Parler des douloureux événements de 1989, c’est fort louable. En effet, les organisateurs de la conférence-débat, tenue la semaine passée à Nouakchott, viennent de poser un acte symbolique : celui de voir une élite de la composante maure lever le voile du tabou sur le brulant dossier du passif humanitaire. Par cette initiative, ils lancent l’ébauche d’un débat décrispé et constructif. Il s’agit-là aussi des signaux adressés aux autorités et à l’élite noire toujours réticente. Attendons les suites pour faire les conclusions…
Depuis longtemps, les citoyens mauritaniens n’entendaient qu’une seule voix celle des négros-mauritaniens. Celle-là même qui fut ignorée par la classe dirigeante laquelle s’évertue de ne rien entendre : car les échos de cette voix visent, directement et sans ambages, des hauts officiers de l’armée nationale et des personnalités politiques, impliqués dans les exactions extrajudiciaires, de l’explusion des milliers de noirs (plus de 60.000) et des viols des femmes noires par des soldats et des mercenaires. Raison pour laquelle, les autorités pratiquent la politique de l’autruche. A leur tête le Président de la République qui suppose que le dossier est clos par le marchandage des peines des veuves et des orphelins avec des maudites sommes données à certaines personnes par le biais du général Dia Abdoulaye.
C’est une aberration que de procéder de cette façon au moment même où les familles des victimes revendiquent toujours les sépultures de leurs fils. Certes dans ce conflit, il doit y avoir des réparations symboliques. Mais avant tout, il revient à la justice de statuer sur le dossier. Comme il revient à la conscience nationale d’honorer la mémoire des martyrs. Les coupables, connus de tout le monde, doivent être traduits devant la justice : Car nul n’est au dessus de la loi. Que l’on soit un ancien officier militaire à retraite rangé aujourd’hui dans les rangs de l’opposition, ou une personnalité politique siégeant à l’hémicycle, ou encore un ancien militaire, la justice doit être faite.
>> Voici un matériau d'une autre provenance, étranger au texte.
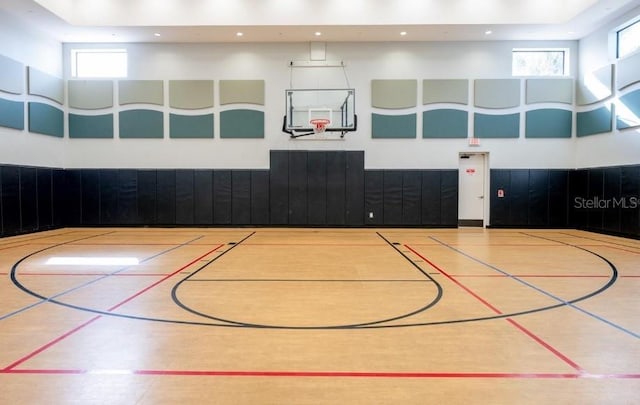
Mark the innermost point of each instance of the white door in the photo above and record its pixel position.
(471, 199)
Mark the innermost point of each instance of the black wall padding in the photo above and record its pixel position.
(127, 197)
(184, 197)
(259, 197)
(297, 188)
(28, 199)
(354, 199)
(166, 197)
(241, 197)
(392, 199)
(373, 197)
(147, 197)
(317, 188)
(45, 199)
(203, 197)
(336, 188)
(222, 201)
(279, 188)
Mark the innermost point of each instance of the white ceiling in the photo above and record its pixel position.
(299, 20)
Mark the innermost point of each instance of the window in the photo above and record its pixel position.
(628, 39)
(91, 63)
(539, 62)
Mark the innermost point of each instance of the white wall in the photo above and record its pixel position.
(364, 62)
(619, 147)
(31, 48)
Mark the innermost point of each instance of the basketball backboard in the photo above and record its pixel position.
(336, 107)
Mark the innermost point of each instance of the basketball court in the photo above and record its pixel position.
(276, 315)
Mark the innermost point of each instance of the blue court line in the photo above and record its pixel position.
(18, 311)
(538, 289)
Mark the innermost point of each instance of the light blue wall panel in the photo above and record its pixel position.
(90, 126)
(628, 112)
(497, 93)
(242, 124)
(11, 114)
(595, 86)
(141, 124)
(45, 119)
(445, 91)
(191, 126)
(594, 122)
(90, 94)
(445, 123)
(628, 71)
(394, 94)
(549, 91)
(45, 85)
(393, 126)
(548, 123)
(496, 126)
(11, 76)
(140, 92)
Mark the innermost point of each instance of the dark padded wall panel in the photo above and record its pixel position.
(203, 197)
(431, 209)
(166, 197)
(28, 199)
(611, 214)
(147, 197)
(279, 188)
(411, 197)
(127, 197)
(317, 188)
(355, 188)
(392, 197)
(222, 201)
(241, 197)
(538, 198)
(184, 197)
(297, 188)
(373, 197)
(336, 188)
(260, 197)
(108, 197)
(45, 199)
(449, 198)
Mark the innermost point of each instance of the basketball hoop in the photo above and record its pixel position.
(319, 124)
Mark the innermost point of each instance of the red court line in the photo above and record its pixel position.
(329, 374)
(76, 329)
(497, 311)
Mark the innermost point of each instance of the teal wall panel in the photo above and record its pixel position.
(393, 126)
(12, 76)
(394, 94)
(549, 91)
(141, 124)
(445, 123)
(191, 126)
(140, 92)
(445, 91)
(90, 126)
(628, 114)
(594, 122)
(242, 124)
(11, 114)
(45, 119)
(497, 93)
(45, 85)
(496, 126)
(90, 94)
(548, 123)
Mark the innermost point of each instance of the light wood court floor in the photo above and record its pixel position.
(308, 316)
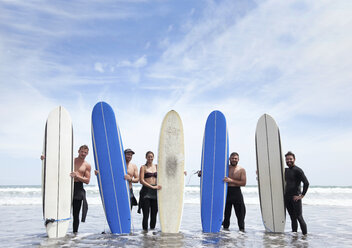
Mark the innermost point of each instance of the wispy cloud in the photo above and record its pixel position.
(290, 59)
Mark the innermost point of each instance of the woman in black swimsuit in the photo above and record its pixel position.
(148, 194)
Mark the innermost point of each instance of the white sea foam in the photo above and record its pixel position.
(317, 195)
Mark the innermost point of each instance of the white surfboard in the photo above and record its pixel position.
(171, 173)
(270, 168)
(57, 184)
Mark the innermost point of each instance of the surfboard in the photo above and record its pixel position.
(57, 184)
(214, 168)
(171, 173)
(270, 169)
(110, 161)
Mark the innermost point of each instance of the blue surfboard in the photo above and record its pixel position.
(110, 162)
(215, 155)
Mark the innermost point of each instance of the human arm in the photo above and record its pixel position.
(144, 182)
(303, 179)
(238, 182)
(85, 178)
(135, 177)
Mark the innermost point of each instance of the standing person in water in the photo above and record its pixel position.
(294, 176)
(148, 194)
(81, 174)
(236, 179)
(132, 175)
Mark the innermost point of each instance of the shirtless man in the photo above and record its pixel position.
(132, 174)
(81, 174)
(236, 179)
(294, 176)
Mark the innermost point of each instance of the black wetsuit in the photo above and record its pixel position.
(79, 196)
(234, 198)
(293, 177)
(133, 200)
(148, 203)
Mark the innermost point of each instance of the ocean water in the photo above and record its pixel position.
(327, 211)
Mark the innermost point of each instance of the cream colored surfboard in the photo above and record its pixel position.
(57, 184)
(171, 173)
(270, 168)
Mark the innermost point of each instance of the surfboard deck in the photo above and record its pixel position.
(270, 168)
(57, 184)
(171, 173)
(214, 168)
(110, 162)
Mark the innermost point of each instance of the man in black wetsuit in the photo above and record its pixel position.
(81, 174)
(236, 179)
(293, 195)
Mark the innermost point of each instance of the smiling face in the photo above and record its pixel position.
(150, 157)
(290, 160)
(128, 156)
(234, 160)
(82, 153)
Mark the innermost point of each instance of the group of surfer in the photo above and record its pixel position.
(294, 176)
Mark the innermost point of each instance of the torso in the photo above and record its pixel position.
(80, 167)
(131, 170)
(235, 172)
(293, 177)
(152, 169)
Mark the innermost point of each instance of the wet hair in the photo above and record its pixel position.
(83, 147)
(146, 155)
(289, 153)
(234, 154)
(149, 152)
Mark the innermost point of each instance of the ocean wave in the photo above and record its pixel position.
(319, 196)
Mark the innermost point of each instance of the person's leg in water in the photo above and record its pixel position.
(291, 211)
(145, 210)
(298, 213)
(227, 214)
(153, 212)
(240, 210)
(76, 208)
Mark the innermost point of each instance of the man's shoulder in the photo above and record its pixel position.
(298, 168)
(88, 166)
(240, 168)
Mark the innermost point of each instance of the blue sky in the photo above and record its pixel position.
(290, 59)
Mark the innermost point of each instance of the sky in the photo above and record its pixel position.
(290, 59)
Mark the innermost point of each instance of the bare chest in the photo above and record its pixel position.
(235, 173)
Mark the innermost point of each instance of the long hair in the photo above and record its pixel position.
(146, 155)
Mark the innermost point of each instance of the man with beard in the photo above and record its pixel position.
(132, 175)
(293, 196)
(236, 179)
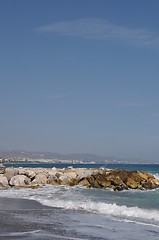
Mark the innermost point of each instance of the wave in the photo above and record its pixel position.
(104, 208)
(156, 176)
(73, 199)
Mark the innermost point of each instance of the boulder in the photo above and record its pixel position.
(2, 168)
(10, 172)
(19, 181)
(102, 181)
(131, 183)
(65, 180)
(40, 178)
(30, 173)
(84, 182)
(3, 182)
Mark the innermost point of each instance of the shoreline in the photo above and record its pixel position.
(115, 179)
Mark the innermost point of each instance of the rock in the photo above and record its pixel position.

En plus, c’est contradictoire de songer à la réconciliation nationale lorsqu’on ignore la vérité de ce qui s’était passé dans les casernes, dans les prisons, dans la vallée du fleuve et à Nouakchott. On a tué le noir mauritanien avec précision, il serait injuste de pretendre le rétablir avec précipitation. C’est tout de même absurde d’évoquer la fin des rapatriements des anciens réfugiés exilés au Sénégal ( 24272 rapatriés depuis 2008), au même moment que les autorités de tutelle refusent catégoriquement de reconnaitre la présence des noirs mauritaniens réfugiés au Mali. Ils sont 15000 réfugiés dans ce pays. Ils se trouvent dans la précarité et subissent la misère et la pauvreté. Ils disposent depuis prés de décennies les mêmes cartes de réfugiés que les autorités maliennes reconnaissent plus la validité. Ils sont également les oubliés des organismes humanitaires et même le Haut commissariat pour les réfugiés. Ces exilés mauritaniens sont désormais des apatrides.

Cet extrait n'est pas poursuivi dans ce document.